例年この科目については「更生保護制度の概要」からの出題が圧倒的に多く、特に制度の概要と保護観察が定番化しているので、その意味では今年もその傾向は踏襲されていた。ただこの出題基準の大項目の2テーマから4問出題してしまったため、保護観察所を除いた「関係機関・団体との連携」や一部にはあるが「近年の動向と課題」からの出題がなかった。ただ問題数を考えれば、このような傾向は致し方ないと思う。

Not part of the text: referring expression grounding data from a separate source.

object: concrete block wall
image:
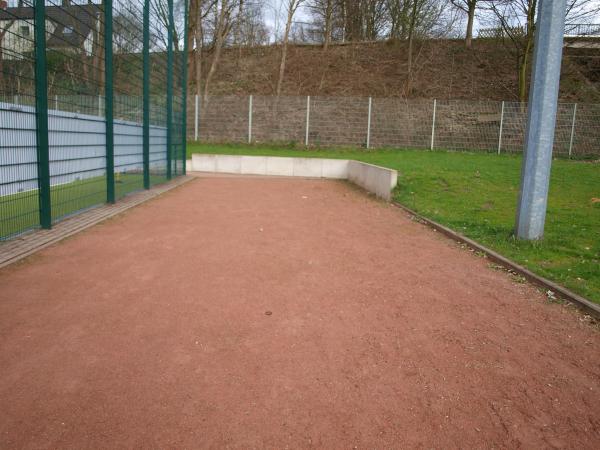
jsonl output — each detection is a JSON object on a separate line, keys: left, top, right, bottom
{"left": 347, "top": 161, "right": 398, "bottom": 201}
{"left": 190, "top": 154, "right": 397, "bottom": 201}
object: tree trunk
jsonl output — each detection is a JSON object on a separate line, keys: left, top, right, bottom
{"left": 195, "top": 8, "right": 204, "bottom": 97}
{"left": 203, "top": 0, "right": 228, "bottom": 102}
{"left": 236, "top": 0, "right": 244, "bottom": 61}
{"left": 406, "top": 0, "right": 419, "bottom": 96}
{"left": 465, "top": 1, "right": 475, "bottom": 48}
{"left": 519, "top": 5, "right": 537, "bottom": 102}
{"left": 519, "top": 37, "right": 534, "bottom": 102}
{"left": 323, "top": 0, "right": 333, "bottom": 51}
{"left": 276, "top": 1, "right": 298, "bottom": 97}
{"left": 187, "top": 0, "right": 198, "bottom": 88}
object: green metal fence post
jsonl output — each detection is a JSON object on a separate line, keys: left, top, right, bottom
{"left": 166, "top": 0, "right": 174, "bottom": 180}
{"left": 34, "top": 0, "right": 52, "bottom": 229}
{"left": 182, "top": 0, "right": 189, "bottom": 175}
{"left": 143, "top": 0, "right": 151, "bottom": 188}
{"left": 104, "top": 0, "right": 115, "bottom": 203}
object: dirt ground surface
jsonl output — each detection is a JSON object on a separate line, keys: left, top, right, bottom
{"left": 1, "top": 176, "right": 599, "bottom": 449}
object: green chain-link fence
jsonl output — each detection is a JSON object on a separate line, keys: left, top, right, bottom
{"left": 0, "top": 0, "right": 188, "bottom": 240}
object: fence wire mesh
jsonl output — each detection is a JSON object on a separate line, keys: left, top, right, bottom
{"left": 0, "top": 0, "right": 187, "bottom": 240}
{"left": 189, "top": 95, "right": 600, "bottom": 158}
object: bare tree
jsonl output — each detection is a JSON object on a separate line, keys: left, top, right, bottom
{"left": 307, "top": 0, "right": 336, "bottom": 49}
{"left": 450, "top": 0, "right": 478, "bottom": 47}
{"left": 482, "top": 0, "right": 600, "bottom": 101}
{"left": 189, "top": 0, "right": 216, "bottom": 97}
{"left": 276, "top": 0, "right": 305, "bottom": 96}
{"left": 323, "top": 0, "right": 334, "bottom": 48}
{"left": 404, "top": 0, "right": 449, "bottom": 94}
{"left": 203, "top": 0, "right": 234, "bottom": 100}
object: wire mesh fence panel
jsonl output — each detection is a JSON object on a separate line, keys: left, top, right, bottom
{"left": 147, "top": 1, "right": 169, "bottom": 187}
{"left": 434, "top": 100, "right": 501, "bottom": 152}
{"left": 369, "top": 98, "right": 433, "bottom": 149}
{"left": 499, "top": 102, "right": 527, "bottom": 154}
{"left": 199, "top": 95, "right": 248, "bottom": 143}
{"left": 553, "top": 103, "right": 577, "bottom": 157}
{"left": 42, "top": 0, "right": 107, "bottom": 220}
{"left": 572, "top": 103, "right": 600, "bottom": 157}
{"left": 0, "top": 0, "right": 187, "bottom": 241}
{"left": 0, "top": 103, "right": 39, "bottom": 239}
{"left": 310, "top": 96, "right": 369, "bottom": 147}
{"left": 171, "top": 8, "right": 186, "bottom": 178}
{"left": 112, "top": 0, "right": 144, "bottom": 199}
{"left": 1, "top": 1, "right": 38, "bottom": 239}
{"left": 48, "top": 110, "right": 107, "bottom": 221}
{"left": 252, "top": 96, "right": 306, "bottom": 145}
{"left": 189, "top": 95, "right": 599, "bottom": 158}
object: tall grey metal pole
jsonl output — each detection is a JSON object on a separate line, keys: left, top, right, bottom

なお午前科目の問題62で医療観察法が出題されているので、試験全体ではこと更生保護制度については、バランスがとれているようである。 個別の問題としては、問題147が保護観察制度である。正解の選択肢1の内容はもとより、良好措置や不良措置など、すべて試験では既出の内容である。問題148の更生緊急保護も、制度の概要を中心に、平易な内容であろう。問題149も定番の保護司であり、選択肢5で「近年の動向」が出題されている以外では、目立って難解なものはない。問題150も生活環境の調整がどのようなものか基本的な理解があれば、正答の4が自然と選べると思う。